New Spanish grammar guidelines unveiled

MADRID, Spain The academic overseers of the language of Cervantes have taken an ambitious stab at it, unveiling their first Spanish grammar guidelines in nearly 80 years.

The fruit of their toil is a nearly 4,000-page tome in two volumes presented Thursday, with yet another to come out next year.

It was produced by the Spanish Royal Academy and 21 sister organizations in Latin America and other countries where Spanish is spoken, such as the United States and the Philippines, and has taken them 11 years to compile.

The book is billed as a sort of linguistic map that painstakingly documents today's Spanish in all its richness -- there are nearly 20 ways to say ballpoint pen, for instance -- and how it varies from country to country, or within one, and even from one social class to another.

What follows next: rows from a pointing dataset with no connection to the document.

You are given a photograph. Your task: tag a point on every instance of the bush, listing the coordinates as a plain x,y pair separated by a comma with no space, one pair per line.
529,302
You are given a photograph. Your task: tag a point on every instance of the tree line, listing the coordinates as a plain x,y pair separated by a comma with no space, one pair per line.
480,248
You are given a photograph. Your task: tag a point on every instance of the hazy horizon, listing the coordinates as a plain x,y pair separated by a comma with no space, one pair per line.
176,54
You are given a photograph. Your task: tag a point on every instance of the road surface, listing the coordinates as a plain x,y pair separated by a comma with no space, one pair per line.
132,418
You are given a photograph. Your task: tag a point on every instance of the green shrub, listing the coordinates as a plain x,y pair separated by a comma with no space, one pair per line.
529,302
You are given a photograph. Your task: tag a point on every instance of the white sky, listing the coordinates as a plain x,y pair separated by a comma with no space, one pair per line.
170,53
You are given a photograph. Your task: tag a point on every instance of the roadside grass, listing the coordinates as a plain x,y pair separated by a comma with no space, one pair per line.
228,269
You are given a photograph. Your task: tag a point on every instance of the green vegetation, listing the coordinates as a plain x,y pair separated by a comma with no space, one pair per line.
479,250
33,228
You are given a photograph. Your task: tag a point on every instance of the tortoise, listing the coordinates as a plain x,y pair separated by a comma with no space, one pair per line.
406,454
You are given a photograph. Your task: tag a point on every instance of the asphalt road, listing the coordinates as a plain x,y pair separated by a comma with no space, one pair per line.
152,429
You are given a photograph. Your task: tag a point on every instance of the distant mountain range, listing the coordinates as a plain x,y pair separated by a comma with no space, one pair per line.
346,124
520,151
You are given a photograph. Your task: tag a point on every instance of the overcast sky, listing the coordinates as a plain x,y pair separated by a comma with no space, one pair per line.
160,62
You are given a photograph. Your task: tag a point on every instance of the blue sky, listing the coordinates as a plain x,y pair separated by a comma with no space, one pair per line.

Indeed, while English speakers face the perennial 'you-say-tomato, I-say-tomahto' dilemma, Spanish is also chock full of variety in pronunciation, vocabulary and the ways sentences are constructed.

The biggest difference from the existing grammar, which dates back to 1931, is that the new book reflects how the language is spoken where most Spanish-speakers live: Latin America.

In Puerto Rico, for example, it acknowledges -- and respects -- the fact that subject and verb in a question are often switched around to an order resembling that of English. So the question "Adonde vas tu?" -- where are you going? -- becomes "Adonde tu vas?" in the U.S. territory.

"Here are all the voices, all the ways of speaking, coming together in a grand polyphony," Victor Garcia de la Concha, president of the Spanish language academy, said at Thursday's ceremony. "This book comes from the people, and it is to the people that it reaches out."

The new grammar book does not attempt to set cut-and-dry dogma on what is correct and what is not, making instead recommendations as to what the language gurus generally accept to be proper Spanish.